Re: Estimating wal_keep_size

2021-06-18 Thread Dean Gibson (DB Administrator)

On 2021-06-16 18:02, Julien Rouhaud wrote:

On Wed, Jun 16, 2021 at 05:36:24PM -0700, Dean Gibson (DB Administrator) wrote:

Is this reasonable thinking?

I'd think that one would want a *wal_keep_size* to cover the pending updates 
while the standby server might be unavailable, however long one might 
anticipate that would be.

It's usually a better approach to use a replication slot, to keep all the 
required WAL files, and only when needed.  See 
https://www.postgresql.org/docs/current/warm-standby.html#STREAMING-REPLICATION-SLOTS
 for more details.

Note that a replication slot will keep all WAL files, which might eventually 
lead to an outage if the standby doesn't come back before the filesystem 
containing the logs get full.  You can cap the maximum amount of retained WAL 
files since pg 13 using max_slot_wal_keep_size, see
https://www.postgresql.org/docs/current/runtime-config-replication.html#GUC-MAX-SLOT-WAL-KEEP-SIZE.


Granted, but the same question arises about the value for 
max_slot_wal_keep_size.  Setting either too low risks data loss, & 
setting either too high results in unnecessary disk space used.  The 
question was, is the estimated VALUE reasonable under the circumstances?


Re: Estimating wal_keep_size

2021-06-18 Thread Julien Rouhaud
Le sam. 19 juin 2021 à 02:13, Dean Gibson (DB Administrator) <
[email protected]> a écrit :

>
> Granted, but the same question arises about the value for
> max_slot_wal_keep_size.  Setting either too low risks data loss, & setting
> either too high results in unnecessary disk space used.  The question was,
> is the estimated VALUE reasonable under the circumstances?
>

it may be, until one day it won't be. and that day usually happens. when
you set up this kind of limit you choose service availability over your
data, so you have to accept that it may not be enough. if this is a problem
don't setup a limit.

>


Re: Estimating wal_keep_size

2021-06-18 Thread Vijaykumar Jain
On Fri, 18 Jun 2021 at 23:58, Julien Rouhaud  wrote:

> Le sam. 19 juin 2021 à 02:13, Dean Gibson (DB Administrator) <
> [email protected]> a écrit :
>
>>
>> Granted, but the same question arises about the value for
>> max_slot_wal_keep_size.  Setting either too low risks data loss, & setting
>> either too high results in unnecessary disk space used.  The question was,
>> is the estimated VALUE reasonable under the circumstances?
>>
>
> it may be, until one day it won't be. and that day usually happens. when
> you set up this kind of limit you choose service availability over your
> data, so you have to accept that it may not be enough. if this is a problem
> don't setup a limit.
>
>>
yep, that day does come :) and in that case, i used to drop slot (primary
is high priority) and rebuild the repica.
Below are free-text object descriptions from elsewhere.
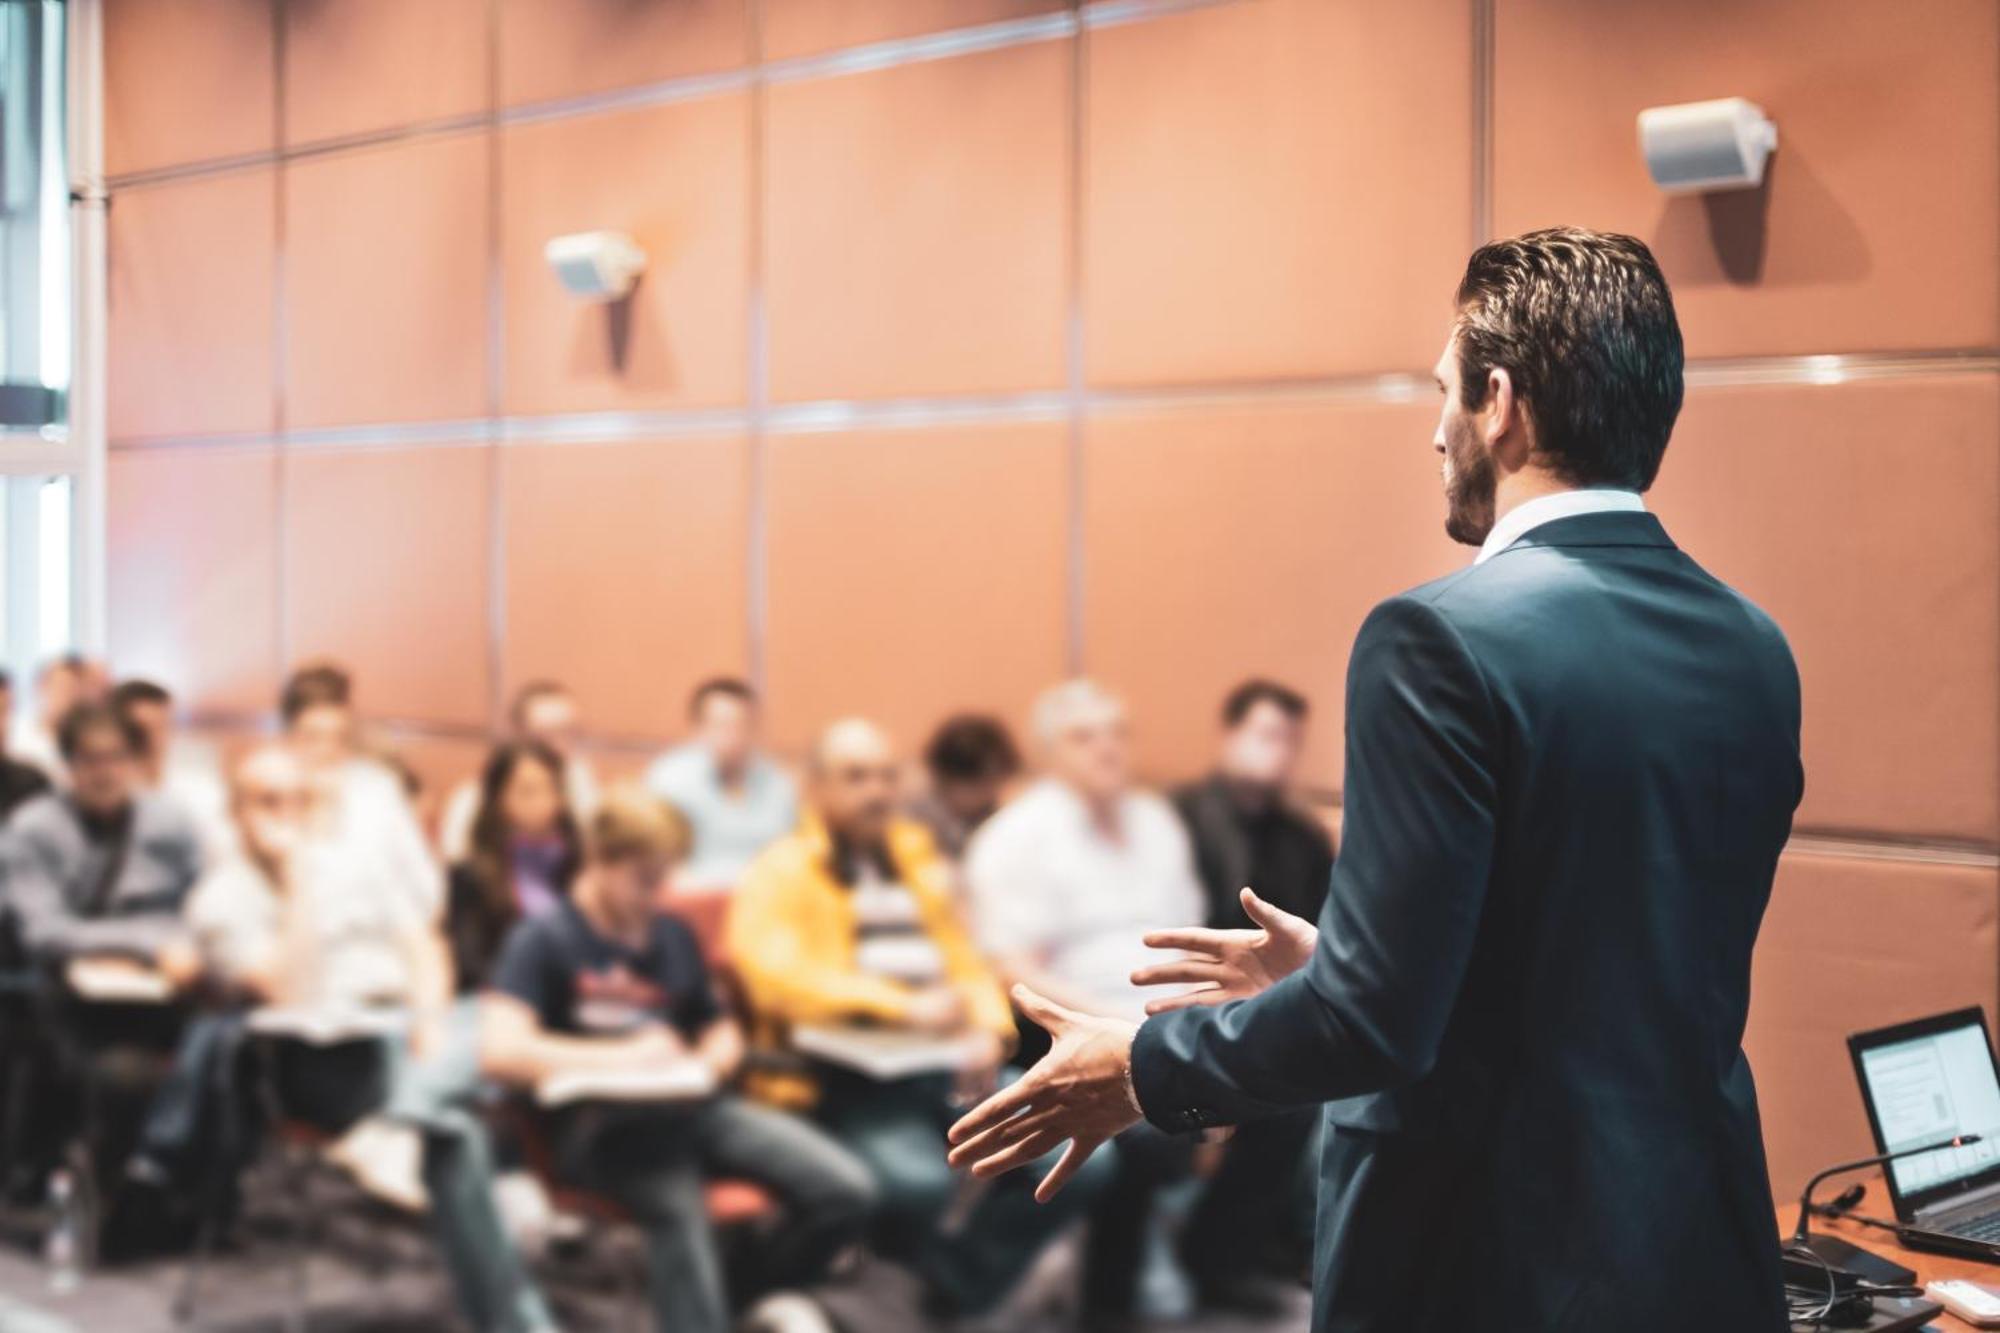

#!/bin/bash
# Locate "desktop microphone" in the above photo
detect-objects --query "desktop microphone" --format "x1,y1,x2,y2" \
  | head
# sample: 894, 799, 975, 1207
1787, 1133, 1982, 1288
1791, 1134, 1981, 1243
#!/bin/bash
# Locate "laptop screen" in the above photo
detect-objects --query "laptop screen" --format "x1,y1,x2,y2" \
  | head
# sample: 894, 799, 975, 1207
1858, 1016, 2000, 1198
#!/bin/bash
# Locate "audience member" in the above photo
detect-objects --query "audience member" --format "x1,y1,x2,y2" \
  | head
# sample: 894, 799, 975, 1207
1, 702, 204, 964
645, 678, 797, 890
1161, 679, 1332, 1312
483, 787, 875, 1333
729, 718, 1107, 1322
446, 739, 581, 995
185, 744, 551, 1332
439, 680, 600, 863
279, 662, 443, 920
110, 678, 232, 861
1172, 679, 1333, 928
962, 680, 1206, 1322
964, 680, 1204, 1023
10, 653, 106, 781
905, 714, 1020, 862
0, 668, 51, 823
0, 702, 207, 1249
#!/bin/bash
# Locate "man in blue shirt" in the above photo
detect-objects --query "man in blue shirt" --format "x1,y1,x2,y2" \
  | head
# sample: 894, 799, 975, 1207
644, 678, 798, 891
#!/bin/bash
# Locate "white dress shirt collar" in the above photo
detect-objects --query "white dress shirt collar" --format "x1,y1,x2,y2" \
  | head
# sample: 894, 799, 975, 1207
1474, 488, 1646, 565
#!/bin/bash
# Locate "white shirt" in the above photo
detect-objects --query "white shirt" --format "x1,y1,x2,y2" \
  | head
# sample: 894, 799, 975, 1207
328, 758, 444, 922
963, 778, 1205, 1022
186, 839, 424, 1009
1475, 489, 1646, 565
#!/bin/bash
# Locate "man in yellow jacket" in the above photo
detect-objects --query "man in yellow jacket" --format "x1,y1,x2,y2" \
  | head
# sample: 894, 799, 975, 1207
728, 717, 1110, 1321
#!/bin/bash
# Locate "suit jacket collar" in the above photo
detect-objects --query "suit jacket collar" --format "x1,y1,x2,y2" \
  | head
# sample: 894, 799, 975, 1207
1495, 510, 1676, 556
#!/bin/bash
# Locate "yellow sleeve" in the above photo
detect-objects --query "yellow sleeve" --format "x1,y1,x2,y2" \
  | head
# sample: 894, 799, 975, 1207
727, 851, 917, 1028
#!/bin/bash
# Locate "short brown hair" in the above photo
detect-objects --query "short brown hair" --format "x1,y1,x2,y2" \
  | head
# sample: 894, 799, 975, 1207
586, 786, 691, 868
1453, 227, 1683, 492
280, 661, 353, 724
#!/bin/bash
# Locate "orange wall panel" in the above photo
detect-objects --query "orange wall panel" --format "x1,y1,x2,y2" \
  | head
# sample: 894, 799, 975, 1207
105, 0, 275, 176
501, 437, 751, 738
283, 136, 492, 428
1493, 0, 2000, 357
282, 0, 490, 145
1746, 850, 2000, 1198
1083, 400, 1465, 788
108, 171, 276, 441
765, 43, 1069, 401
761, 0, 1061, 61
763, 422, 1070, 754
500, 96, 751, 415
1650, 375, 2000, 844
107, 448, 281, 714
282, 446, 492, 726
1084, 0, 1473, 386
498, 0, 748, 107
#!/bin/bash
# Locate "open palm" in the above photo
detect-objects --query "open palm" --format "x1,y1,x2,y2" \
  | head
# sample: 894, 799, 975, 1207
1131, 886, 1317, 1014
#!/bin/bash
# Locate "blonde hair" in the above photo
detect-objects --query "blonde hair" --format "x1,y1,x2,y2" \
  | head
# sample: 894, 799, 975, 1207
585, 785, 692, 867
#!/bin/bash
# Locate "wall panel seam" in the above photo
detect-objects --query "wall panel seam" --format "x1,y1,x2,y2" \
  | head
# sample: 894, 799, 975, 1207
104, 352, 2000, 455
102, 0, 1247, 194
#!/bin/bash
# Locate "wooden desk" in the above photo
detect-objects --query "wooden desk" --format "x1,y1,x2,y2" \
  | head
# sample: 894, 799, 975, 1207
1781, 1179, 2000, 1329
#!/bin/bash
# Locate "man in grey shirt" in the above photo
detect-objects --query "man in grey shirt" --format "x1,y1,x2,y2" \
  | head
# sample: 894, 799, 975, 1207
3, 700, 203, 966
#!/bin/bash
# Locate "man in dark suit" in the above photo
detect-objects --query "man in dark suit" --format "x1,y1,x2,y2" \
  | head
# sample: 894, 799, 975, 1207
949, 227, 1802, 1332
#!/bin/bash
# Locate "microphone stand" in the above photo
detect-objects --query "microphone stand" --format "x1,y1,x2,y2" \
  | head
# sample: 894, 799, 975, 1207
1788, 1133, 1981, 1286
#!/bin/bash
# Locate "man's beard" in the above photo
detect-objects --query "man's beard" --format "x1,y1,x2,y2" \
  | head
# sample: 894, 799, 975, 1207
1442, 416, 1497, 547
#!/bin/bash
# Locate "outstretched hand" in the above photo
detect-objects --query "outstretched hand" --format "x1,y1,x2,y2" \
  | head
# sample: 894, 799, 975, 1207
1131, 886, 1317, 1015
946, 986, 1140, 1203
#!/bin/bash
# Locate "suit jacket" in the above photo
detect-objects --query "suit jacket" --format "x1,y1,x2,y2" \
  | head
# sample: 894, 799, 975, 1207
1132, 511, 1802, 1332
1172, 773, 1335, 928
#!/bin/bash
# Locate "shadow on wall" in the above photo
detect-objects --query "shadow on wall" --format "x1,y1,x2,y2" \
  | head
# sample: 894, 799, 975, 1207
1650, 150, 1871, 289
567, 273, 665, 383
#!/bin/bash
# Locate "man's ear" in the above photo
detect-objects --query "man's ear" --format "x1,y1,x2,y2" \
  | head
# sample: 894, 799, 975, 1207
1481, 366, 1514, 448
1484, 366, 1535, 464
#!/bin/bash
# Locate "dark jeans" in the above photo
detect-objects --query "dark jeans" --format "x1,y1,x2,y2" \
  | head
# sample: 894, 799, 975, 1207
556, 1093, 876, 1333
168, 1029, 548, 1333
1084, 1120, 1195, 1316
816, 1069, 1114, 1317
1084, 1109, 1321, 1315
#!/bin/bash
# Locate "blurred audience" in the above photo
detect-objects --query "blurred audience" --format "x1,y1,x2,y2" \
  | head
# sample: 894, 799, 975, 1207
186, 743, 549, 1333
11, 653, 107, 781
906, 714, 1021, 862
1163, 679, 1331, 1314
0, 702, 207, 1250
963, 680, 1203, 1024
279, 662, 443, 921
730, 718, 1106, 1322
483, 787, 875, 1333
1, 701, 203, 965
646, 678, 797, 891
963, 680, 1206, 1324
440, 680, 600, 863
1172, 679, 1332, 929
0, 668, 51, 822
446, 739, 582, 995
0, 651, 1326, 1328
110, 678, 232, 862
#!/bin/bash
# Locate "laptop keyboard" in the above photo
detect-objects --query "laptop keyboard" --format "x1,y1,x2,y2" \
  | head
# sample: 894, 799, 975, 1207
1948, 1212, 2000, 1243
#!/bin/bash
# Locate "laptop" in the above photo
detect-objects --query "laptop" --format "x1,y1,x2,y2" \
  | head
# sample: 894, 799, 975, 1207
1850, 1006, 2000, 1260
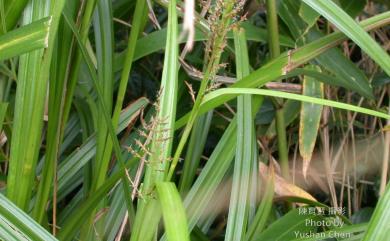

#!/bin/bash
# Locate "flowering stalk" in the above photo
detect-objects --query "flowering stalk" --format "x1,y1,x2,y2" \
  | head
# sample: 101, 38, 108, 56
167, 0, 245, 180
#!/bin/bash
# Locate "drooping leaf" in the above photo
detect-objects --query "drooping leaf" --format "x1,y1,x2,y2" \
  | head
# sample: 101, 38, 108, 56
299, 66, 323, 178
279, 0, 374, 99
194, 88, 390, 122
0, 17, 51, 61
259, 162, 316, 202
303, 0, 390, 78
175, 11, 390, 129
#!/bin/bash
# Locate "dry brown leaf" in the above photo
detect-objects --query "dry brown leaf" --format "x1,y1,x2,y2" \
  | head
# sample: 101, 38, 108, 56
259, 162, 317, 202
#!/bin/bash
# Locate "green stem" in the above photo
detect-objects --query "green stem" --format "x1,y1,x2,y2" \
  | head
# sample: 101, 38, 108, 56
266, 0, 289, 179
266, 0, 280, 58
61, 0, 97, 138
275, 108, 290, 179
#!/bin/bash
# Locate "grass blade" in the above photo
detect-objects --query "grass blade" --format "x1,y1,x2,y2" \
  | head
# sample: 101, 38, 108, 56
225, 27, 257, 241
0, 0, 29, 33
32, 2, 78, 224
156, 182, 190, 241
7, 0, 67, 211
130, 0, 178, 239
57, 161, 134, 240
6, 0, 51, 211
0, 102, 7, 132
279, 0, 374, 99
113, 22, 295, 72
0, 193, 57, 241
0, 17, 50, 61
80, 0, 116, 237
178, 111, 213, 194
201, 88, 390, 120
303, 0, 390, 76
246, 170, 275, 241
253, 208, 318, 241
62, 10, 146, 238
299, 66, 323, 178
175, 11, 390, 128
363, 183, 390, 240
176, 101, 263, 237
56, 98, 148, 195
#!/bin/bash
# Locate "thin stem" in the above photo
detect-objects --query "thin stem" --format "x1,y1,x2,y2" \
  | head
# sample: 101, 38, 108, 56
379, 86, 390, 195
166, 0, 237, 180
275, 108, 289, 179
266, 0, 280, 58
266, 0, 289, 179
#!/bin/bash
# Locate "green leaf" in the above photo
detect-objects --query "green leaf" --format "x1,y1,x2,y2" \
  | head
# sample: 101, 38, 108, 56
130, 0, 179, 240
0, 102, 7, 132
225, 27, 258, 241
291, 223, 367, 241
32, 2, 79, 223
0, 0, 29, 33
303, 0, 390, 78
175, 101, 264, 239
156, 182, 190, 241
363, 183, 390, 240
253, 208, 318, 241
246, 169, 275, 241
0, 17, 51, 61
299, 2, 320, 29
6, 0, 51, 211
62, 9, 146, 239
200, 88, 390, 120
113, 23, 295, 72
0, 193, 57, 241
56, 98, 148, 196
57, 162, 135, 240
279, 0, 374, 99
91, 0, 116, 193
178, 111, 213, 194
81, 0, 117, 236
183, 118, 237, 233
338, 0, 367, 18
175, 11, 390, 129
7, 0, 67, 212
299, 66, 323, 178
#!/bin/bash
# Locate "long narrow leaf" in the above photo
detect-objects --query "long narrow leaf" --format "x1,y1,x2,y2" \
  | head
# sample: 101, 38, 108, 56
363, 183, 390, 240
156, 182, 190, 241
0, 193, 57, 241
7, 0, 51, 211
130, 0, 179, 240
175, 11, 390, 128
303, 0, 390, 77
0, 17, 50, 61
201, 88, 390, 120
299, 65, 323, 178
225, 27, 257, 241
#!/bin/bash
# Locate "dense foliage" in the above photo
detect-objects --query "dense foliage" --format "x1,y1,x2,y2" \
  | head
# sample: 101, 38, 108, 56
0, 0, 389, 240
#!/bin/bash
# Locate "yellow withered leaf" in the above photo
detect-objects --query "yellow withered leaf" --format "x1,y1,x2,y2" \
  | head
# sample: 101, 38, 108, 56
259, 162, 317, 202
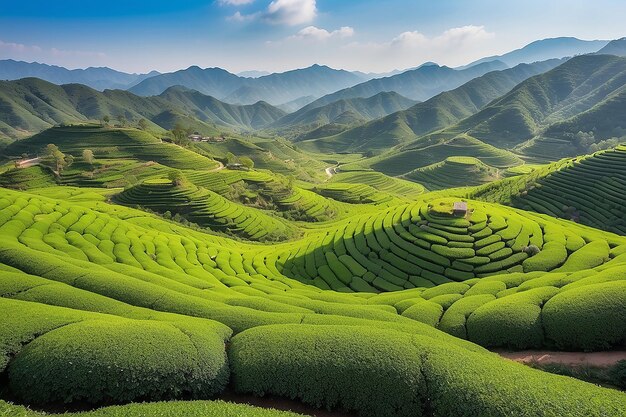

We already had multiple replicas
under load balancer, so it was feasible.

Anyways, I used to emit pg_current_wal_lsn to graphite (or any other
telemetry monitoring) every minute or so, ot be able to calculate wal
growth over period of time.
Then used it to estimate how much of the disk would be required for a PITR
setup like barman if we use a 7 day WAL post backup.
one can use other math expressions like  moving avg to estimate wal
growth  over the time duration of an incident with the replica etc.
ofcourse one needs to also calculate how fast the wals would be played
back, if one has hot_standby_feedback for long running queries on replicas
etc but I think I put my point.


-- 
Thanks,
Vijay
Mumbai, India